There are a limited number of common autoimmune disorders, and some diseases, such as type 1A diabetes (immune-mediated type 1 diabetes), both are common and have increased dramatically in incidence over the past 50 years (1). Irun Cohen has advanced the hypothesis that the normal immune repertoire includes a high frequency of lymphocytes that recognize key self-antigens. The relative distribution of lymphocytes specific for various antigens, termed the “immunological homunculus,” therefore defines the spectrum of potential autoreactive immune responses (2). The common lack of clinical immunopathology in the presence of a relevant autoreactive lymphocyte repertoire is attributed to active “immune regulation.” Conversely, breakdown of such regulatory mechanisms, presciently postulated almost 100 years ago (3), will lead to autoimmune disease. As such tolerance mechanisms are, in part, based on the activity of autoreactive lymphocytes, the increased prevalence of certain autoimmune disorders may be the direct consequence of a biased immunologic repertoire (preferential recognition of selected autoantigens), and its particular susceptibility to functional modulation by environmental and genetic factors. A fundamental question about the pathogenesis of type 1A diabetes is: What is the range of T cell specificities for islet antigens that modulate induction of pathogenic (destructive) and/or regulatory (protective) T cell activities; and in particular, can both destructive and regulatory T cells recognize the same antigenic determinant?

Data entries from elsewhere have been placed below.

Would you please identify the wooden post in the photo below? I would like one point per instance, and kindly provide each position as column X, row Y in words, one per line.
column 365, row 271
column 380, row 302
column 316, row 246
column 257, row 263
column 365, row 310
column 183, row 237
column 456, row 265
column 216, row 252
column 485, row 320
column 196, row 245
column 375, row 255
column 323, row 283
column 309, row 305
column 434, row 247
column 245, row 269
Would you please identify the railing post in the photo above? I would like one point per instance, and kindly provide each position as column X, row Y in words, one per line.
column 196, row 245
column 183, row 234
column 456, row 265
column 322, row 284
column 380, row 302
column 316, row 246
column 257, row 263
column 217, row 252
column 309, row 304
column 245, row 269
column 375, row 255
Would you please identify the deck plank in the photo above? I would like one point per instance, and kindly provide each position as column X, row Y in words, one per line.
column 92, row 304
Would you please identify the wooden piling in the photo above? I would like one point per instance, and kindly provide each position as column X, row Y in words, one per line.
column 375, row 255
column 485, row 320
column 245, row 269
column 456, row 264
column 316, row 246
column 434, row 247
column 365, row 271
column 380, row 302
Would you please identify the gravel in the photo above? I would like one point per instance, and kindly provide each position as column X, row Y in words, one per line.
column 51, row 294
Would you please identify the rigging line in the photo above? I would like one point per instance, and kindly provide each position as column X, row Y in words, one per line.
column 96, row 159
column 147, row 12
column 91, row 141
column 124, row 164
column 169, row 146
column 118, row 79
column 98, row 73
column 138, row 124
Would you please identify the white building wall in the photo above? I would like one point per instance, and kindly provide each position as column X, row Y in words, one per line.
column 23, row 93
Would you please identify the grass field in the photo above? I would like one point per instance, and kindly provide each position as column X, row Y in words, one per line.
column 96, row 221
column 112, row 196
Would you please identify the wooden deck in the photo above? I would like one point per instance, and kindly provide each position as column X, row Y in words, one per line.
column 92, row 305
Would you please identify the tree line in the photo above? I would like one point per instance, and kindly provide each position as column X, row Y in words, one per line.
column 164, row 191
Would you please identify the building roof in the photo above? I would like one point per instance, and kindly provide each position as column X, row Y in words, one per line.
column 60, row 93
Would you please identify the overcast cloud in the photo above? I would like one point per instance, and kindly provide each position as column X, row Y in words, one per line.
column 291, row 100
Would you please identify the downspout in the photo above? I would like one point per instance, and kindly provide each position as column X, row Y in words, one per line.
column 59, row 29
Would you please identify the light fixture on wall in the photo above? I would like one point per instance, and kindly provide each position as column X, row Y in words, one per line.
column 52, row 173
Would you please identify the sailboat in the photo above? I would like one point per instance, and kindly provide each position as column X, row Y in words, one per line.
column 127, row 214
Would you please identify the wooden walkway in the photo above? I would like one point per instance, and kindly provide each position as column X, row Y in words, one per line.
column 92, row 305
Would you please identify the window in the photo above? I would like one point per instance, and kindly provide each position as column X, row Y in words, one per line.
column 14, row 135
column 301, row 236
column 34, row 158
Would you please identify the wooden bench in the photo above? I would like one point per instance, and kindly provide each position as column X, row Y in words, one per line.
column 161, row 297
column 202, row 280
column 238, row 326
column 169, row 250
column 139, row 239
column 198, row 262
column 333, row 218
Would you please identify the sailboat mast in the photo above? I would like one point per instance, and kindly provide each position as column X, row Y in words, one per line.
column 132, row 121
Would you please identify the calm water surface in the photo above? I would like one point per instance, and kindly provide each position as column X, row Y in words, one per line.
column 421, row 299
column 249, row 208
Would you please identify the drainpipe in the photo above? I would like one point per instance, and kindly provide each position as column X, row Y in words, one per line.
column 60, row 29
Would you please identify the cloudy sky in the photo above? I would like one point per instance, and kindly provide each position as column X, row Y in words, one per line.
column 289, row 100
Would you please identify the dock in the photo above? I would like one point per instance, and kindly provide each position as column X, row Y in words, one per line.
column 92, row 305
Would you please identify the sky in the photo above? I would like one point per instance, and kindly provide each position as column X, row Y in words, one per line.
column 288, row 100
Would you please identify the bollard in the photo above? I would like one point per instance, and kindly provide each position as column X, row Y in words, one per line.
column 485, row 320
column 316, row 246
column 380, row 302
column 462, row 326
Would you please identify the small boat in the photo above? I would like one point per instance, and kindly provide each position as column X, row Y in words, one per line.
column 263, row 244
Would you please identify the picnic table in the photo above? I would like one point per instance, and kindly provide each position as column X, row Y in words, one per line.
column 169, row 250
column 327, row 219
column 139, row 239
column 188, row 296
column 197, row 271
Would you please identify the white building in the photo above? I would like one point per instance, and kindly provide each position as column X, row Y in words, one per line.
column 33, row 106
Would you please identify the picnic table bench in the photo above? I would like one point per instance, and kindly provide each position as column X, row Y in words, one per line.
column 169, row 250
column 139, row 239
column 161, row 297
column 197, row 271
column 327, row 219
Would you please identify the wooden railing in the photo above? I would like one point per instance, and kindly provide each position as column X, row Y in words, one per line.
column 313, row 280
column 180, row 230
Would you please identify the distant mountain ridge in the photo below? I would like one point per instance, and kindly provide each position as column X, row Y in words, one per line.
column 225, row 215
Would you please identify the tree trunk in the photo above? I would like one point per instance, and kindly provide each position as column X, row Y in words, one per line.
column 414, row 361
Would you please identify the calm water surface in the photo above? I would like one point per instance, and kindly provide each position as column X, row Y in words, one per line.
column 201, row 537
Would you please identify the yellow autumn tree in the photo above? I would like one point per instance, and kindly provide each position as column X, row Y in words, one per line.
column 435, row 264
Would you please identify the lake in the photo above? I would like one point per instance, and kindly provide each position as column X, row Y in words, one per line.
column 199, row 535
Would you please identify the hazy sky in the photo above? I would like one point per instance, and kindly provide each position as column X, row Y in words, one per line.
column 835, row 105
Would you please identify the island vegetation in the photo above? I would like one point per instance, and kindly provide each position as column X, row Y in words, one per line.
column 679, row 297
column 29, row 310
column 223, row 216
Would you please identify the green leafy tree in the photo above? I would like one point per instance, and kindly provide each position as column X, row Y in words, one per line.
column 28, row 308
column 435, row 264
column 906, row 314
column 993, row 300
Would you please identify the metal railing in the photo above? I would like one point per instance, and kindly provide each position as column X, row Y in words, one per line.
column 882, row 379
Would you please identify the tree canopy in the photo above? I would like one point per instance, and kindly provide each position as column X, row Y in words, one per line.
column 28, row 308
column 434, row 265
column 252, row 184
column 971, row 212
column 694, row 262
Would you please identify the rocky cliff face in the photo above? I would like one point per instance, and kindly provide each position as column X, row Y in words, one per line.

Research over the past few years has identified insulin as a central autoantigen for both the generation of destructive T cell responses and the therapeutic induction of protective T cell immunity. Until now, the field has lacked T cell receptor transgenic mice targeting insulin, an important tool in exploring autoimmune pathogenesis. In the current issue of the JCI, Du and coworkers describe the generation of a novel TCR transgenic (Tg) mouse in which the transgenic TCR reacts with a well-defined epitope within the insulin B chain (aa 9–23 or aa 12–25) (4). Although this epitope is recognized by a majority of pathogenic CD4+ T cells (5) and may, according to our recent work, constitute the primary autoantigen in the NOD model for type 1A diabetes (6), the TCR Tg mouse characterized by Du et al. produces T cells that spontaneously prevent diabetes. Almost a decade ago, Zekzer et al. described a CD4+ T cell clone (2H6) derived from pancreatic lymph nodes of NOD mice that recognized the insulin B:9–23 and B:12–25 epitopes, that produced both TGF-β and IFN-γ, that was able to home to islets, and that prevented spontaneous diabetes in NOD mice (7). Of note, the TCR of this CD4+ T cell clone shared a common Jα chain motif (KTLFGKGT) found in 3 of 50 germ-line Jα sequences (Table (Table1),1), but used by the majority of pathogenic clones reacting with insulin peptide B:9–23 (8).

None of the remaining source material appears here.